Néanmoins, si la recherche universitaire écossaise a bénéficié de 905 millions de £ de sources diverses (le(s) gouvernement(s), l’Union européenne, les fondations, les mécènes privés et les entreprises), le rapport explique que c’est dans l’intérêt de l’Ecosse et de l’Angleterre de poursuivre certaines collaborations,…et ainsi assurer aux universités d’une Ecosse indépendante, les ressources britanniques.
 
La lecture de ce rapport est un bon guide pour une Ecosse indépendante, tant que l’on lit entre les lignes. Il est évident que certaines réformes de Westminster, sont mal vues en Ecosse, et qu’elles favorisent de fait le positionnement et l’argumentaire des indépendantistes. Il est clair que l’Ecosse bénéficie de nombreuses richesses et sources de revenus, mais une chose est moins claire, et c’est la volonté du Royaume-Uni à préserver l’Ecosse au sein de l’union.
Je me suis plus attarder sur les arguments des indépendantistes, plutôt que l’opposition. Mais la lecture des brochures du camp adverse montre une ligne assez précise.
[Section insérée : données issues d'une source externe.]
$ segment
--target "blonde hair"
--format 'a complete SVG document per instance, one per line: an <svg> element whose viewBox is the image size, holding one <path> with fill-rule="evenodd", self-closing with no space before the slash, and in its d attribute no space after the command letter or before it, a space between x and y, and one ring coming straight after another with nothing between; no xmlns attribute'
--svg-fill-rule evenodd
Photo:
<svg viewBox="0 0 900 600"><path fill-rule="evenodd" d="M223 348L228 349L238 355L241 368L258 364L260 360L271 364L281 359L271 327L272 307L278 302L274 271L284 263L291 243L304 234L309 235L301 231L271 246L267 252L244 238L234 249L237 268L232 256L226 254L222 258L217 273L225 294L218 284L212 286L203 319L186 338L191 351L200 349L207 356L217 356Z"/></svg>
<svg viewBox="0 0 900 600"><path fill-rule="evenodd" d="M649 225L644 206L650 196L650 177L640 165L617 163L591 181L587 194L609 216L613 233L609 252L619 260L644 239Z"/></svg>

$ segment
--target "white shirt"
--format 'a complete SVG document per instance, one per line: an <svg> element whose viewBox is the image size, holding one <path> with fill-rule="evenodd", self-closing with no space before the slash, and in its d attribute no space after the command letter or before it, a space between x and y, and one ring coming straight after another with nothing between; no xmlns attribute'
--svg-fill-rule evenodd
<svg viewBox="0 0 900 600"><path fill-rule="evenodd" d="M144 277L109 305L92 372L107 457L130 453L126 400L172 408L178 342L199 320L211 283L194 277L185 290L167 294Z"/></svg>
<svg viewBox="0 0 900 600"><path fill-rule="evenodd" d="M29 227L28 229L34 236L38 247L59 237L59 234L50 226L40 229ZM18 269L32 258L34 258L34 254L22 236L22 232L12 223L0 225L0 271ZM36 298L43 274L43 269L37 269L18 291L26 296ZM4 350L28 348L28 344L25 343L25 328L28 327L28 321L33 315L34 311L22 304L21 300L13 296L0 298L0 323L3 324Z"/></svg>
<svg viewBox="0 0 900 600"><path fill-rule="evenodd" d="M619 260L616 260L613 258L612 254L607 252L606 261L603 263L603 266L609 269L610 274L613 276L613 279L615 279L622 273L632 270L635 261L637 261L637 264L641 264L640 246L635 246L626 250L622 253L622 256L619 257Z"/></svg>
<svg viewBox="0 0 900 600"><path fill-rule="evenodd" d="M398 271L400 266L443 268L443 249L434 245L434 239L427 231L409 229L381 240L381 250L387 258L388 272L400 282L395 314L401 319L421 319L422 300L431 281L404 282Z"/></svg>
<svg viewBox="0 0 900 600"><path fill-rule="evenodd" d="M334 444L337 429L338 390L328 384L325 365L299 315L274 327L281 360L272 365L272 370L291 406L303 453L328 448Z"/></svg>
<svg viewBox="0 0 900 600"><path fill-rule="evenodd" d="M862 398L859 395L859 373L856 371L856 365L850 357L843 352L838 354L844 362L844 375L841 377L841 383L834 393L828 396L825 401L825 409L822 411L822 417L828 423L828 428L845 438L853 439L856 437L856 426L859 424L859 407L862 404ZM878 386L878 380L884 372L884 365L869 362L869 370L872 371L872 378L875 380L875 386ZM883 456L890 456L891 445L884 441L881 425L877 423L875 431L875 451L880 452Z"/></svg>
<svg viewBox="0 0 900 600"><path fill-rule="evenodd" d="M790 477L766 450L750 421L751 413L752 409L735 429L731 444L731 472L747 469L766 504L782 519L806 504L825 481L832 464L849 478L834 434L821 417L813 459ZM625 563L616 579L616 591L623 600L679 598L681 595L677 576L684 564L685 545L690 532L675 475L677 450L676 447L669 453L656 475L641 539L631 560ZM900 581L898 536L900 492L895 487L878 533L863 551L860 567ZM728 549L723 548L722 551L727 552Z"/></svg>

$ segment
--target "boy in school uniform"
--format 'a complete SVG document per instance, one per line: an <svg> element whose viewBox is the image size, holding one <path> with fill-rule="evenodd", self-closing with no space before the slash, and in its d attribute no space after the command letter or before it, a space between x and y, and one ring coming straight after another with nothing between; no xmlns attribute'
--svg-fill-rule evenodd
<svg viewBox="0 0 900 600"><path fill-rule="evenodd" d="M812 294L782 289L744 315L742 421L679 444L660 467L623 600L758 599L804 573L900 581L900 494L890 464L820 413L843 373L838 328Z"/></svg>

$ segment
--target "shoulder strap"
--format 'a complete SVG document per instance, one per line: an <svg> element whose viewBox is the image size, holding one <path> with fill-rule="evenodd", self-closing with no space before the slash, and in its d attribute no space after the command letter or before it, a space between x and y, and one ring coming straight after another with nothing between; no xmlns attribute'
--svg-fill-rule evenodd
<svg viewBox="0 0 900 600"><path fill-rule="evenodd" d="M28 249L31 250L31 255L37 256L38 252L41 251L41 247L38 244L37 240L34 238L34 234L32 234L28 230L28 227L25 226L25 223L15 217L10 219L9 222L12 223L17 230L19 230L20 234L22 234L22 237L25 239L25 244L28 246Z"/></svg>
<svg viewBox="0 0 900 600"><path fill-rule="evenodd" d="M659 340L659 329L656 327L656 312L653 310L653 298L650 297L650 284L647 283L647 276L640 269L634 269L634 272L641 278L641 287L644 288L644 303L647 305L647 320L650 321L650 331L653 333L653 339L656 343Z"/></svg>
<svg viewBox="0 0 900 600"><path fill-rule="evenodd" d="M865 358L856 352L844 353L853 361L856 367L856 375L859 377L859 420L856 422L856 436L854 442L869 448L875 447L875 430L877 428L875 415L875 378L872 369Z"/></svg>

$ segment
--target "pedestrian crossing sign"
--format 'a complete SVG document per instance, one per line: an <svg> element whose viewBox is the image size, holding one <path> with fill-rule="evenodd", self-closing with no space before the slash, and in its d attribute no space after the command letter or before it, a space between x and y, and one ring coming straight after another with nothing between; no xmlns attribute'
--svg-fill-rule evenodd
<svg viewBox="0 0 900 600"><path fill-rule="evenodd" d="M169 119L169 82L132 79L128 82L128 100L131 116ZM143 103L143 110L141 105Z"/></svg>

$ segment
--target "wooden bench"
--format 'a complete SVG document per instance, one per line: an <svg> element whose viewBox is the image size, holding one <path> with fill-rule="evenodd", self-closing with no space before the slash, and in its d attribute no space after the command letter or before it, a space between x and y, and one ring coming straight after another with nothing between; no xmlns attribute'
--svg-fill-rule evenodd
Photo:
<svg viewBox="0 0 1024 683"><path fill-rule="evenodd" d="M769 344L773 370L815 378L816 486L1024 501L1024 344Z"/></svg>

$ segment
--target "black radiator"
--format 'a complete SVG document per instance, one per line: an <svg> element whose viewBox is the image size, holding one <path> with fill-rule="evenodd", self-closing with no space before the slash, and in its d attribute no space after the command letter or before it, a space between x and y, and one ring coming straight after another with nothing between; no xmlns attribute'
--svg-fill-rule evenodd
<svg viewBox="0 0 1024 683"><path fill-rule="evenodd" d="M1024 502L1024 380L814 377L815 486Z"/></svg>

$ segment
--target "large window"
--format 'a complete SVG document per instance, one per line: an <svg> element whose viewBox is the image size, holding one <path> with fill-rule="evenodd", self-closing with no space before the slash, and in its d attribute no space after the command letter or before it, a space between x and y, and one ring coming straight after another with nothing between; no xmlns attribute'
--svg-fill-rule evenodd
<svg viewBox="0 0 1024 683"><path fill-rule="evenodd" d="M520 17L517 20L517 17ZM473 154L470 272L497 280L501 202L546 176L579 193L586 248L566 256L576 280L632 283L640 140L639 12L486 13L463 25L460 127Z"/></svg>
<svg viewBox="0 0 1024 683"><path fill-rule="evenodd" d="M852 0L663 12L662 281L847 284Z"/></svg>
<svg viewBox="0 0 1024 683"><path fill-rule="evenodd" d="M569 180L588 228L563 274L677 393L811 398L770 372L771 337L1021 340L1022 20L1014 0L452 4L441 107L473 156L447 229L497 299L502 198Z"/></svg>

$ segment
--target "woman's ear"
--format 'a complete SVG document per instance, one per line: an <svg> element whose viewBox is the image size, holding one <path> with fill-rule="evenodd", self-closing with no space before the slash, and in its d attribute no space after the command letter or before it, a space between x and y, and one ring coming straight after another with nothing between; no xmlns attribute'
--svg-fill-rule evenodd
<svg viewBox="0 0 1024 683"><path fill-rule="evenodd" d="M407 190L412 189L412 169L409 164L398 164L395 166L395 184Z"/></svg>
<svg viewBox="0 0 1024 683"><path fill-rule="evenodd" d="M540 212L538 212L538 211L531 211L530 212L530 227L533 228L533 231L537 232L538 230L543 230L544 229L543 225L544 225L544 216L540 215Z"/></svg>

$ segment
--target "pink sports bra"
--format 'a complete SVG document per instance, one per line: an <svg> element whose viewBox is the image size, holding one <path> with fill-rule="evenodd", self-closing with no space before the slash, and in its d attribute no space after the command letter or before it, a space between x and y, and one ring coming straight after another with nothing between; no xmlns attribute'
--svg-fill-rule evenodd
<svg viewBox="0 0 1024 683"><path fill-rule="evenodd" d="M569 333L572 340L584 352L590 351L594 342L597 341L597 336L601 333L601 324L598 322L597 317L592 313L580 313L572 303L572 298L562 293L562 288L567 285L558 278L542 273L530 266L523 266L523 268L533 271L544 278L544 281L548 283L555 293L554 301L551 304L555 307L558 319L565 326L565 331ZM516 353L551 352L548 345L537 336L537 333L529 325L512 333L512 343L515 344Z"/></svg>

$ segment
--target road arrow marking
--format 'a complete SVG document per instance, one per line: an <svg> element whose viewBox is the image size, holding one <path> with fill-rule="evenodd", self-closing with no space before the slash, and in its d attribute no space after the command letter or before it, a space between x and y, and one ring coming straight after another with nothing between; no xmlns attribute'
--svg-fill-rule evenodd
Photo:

La brochure du parti travailliste écossais, Scottish Labor, Scottish referendum, dans laquelle l’ancien premier ministre Gordon Brown explique pourquoi il vote contre l’indépendance, notamment parce que l’Union favorise le système de santé, parce que l’indépendance de l’Ecosse soulèverait trop de questions incertaines notamment pour le salaire minimum, le taux d’intérêt des retraites, le taux d’intérêts des emprunts, le niveau d’efficacité des forces armées, etc…mais au-delà de cet argumentaire passablement efficace, la même brochure rappelle qu’un emploi d’écossais sur cinq est fourni par un employeur britannique, deux-tiers des biens et services écossais sont vendus au sein du Royaume-Uni.
La campagne You decide (c’est vous qui décidez !) du gouvernement de Sa Majesté[2] rappelle que l’Ecosse bénéficie d’un large réseau institutionnel : la BBC, la National lottery, Her Majesty’s Passport, le Research Council, etc.
L’Ecosse bénéficie d’une monnaie stable assurée par la puissance de la Bank of England, et par 31 millions de britanniques imposables. Beaucoup des emplois écossais sont assurés par les relations économiques et commerciales avec le reste du Royaume ; près de 200 000 emplois sont soutenus par le secteur financier, les banques et assurances dont 9/10 sont des clients vivants dans le reste du Royaume-Uni.
Si les arguments du clan Yes Scotland/Scotland’s Future pèchent indéniablement d’une trop grande confiance et d’une certaine naïveté, le clan You decide se montre quelque peu menaçant : c’est vous qui décidez, off course…mais prenez garde aux conséquences.
Parmi ces arguments, le gouvernement britannique rappelle que les citoyens écossais bénéficient d’un réseau de 200 ambassades et consulats présentes dans le monde, au cas où ils auraient des difficultés à l’étranger. Prenez garde écossais, ne voyagez plus et restez chez vous !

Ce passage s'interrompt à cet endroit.